But the criminal exploitation of that paradigm is! If a substance is illegal there is allways a group that is willing to make money providing it to those who want it. Human beings are naturally addictive. Human beings naturally want sex. The lunatics preaching abstinence to teenagers are delusional. They are arguing that teens should be able to fight a million years of genetic programming that says go out and procreate. Addiction is the same way.
There are a very few people who can contrl those primal urges....they are the exception.
Criminal enterprises exist because of laws. Take the laws away and those criminal enterprises no longer have a reason for being. Take a look at the gangs after Prohibition was lifted what did they do?

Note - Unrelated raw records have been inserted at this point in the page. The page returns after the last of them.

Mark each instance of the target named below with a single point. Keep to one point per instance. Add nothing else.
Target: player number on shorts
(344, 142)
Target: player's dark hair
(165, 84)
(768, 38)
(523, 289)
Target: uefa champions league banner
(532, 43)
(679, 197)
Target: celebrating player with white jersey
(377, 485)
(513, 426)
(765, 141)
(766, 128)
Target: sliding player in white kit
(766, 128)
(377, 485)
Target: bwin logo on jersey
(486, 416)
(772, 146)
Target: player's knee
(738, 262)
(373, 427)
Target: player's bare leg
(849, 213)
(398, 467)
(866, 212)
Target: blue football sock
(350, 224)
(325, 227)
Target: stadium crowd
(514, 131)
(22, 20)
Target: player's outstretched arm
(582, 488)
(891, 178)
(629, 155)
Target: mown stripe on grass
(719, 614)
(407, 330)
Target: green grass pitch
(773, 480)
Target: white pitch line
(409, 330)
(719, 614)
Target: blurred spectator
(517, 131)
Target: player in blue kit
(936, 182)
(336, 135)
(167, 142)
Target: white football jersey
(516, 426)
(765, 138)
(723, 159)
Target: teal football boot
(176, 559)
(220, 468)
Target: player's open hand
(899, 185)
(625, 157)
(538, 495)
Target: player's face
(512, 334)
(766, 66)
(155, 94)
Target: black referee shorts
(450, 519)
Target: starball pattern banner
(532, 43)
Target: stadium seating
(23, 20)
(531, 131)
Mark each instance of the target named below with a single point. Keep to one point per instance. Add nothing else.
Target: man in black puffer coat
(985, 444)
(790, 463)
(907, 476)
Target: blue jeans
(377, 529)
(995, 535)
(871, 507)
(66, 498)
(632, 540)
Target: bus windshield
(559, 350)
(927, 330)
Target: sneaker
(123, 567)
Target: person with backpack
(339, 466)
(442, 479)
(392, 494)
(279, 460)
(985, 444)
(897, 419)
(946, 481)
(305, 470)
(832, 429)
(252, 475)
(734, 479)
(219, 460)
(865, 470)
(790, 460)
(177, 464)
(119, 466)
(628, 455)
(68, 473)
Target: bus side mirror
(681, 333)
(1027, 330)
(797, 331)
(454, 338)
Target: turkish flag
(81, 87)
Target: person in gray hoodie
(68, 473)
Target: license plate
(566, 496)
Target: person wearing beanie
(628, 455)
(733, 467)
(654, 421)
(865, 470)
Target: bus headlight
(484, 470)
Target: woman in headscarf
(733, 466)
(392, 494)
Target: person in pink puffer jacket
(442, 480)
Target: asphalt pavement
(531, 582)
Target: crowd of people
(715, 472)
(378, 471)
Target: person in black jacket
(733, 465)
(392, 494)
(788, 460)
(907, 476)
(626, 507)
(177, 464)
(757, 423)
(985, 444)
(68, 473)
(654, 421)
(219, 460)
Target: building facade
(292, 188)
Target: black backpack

They went into prostitution and drugs. Hell drugs were LEGAL until the mid 1960's for the most part. The Gangs had to rely on terrorism of their neighborhoods (protection money) and gambling to survive.
Read some history.
I agree people want to get high. However, we are not biologically programmed to desire getting high, as we are for sex. So I don't think it's analogous.
I am not disputing the prohibition facilitates crime. That's a non-issue.
I am disputing that the degree of crime that prohibition creates outweighs the degree of harm that would be done to our society if we made narcotics, amphetamines, and cocaine legal.
Again, look at the methadone "experiment". It didn't do much to stop heroin, and you won't see any pillars of the community at a methadone clinic getting their weekly fix.
Eventually, an addict is chained to their craving for the drug and becomes non-productive.
You guys say: "So, what? Let people do what they are going to do."
That's your perspective. However, it shouldn't be beyond the realm of comprehension that people would find that to be a absurd solution or proposal to take.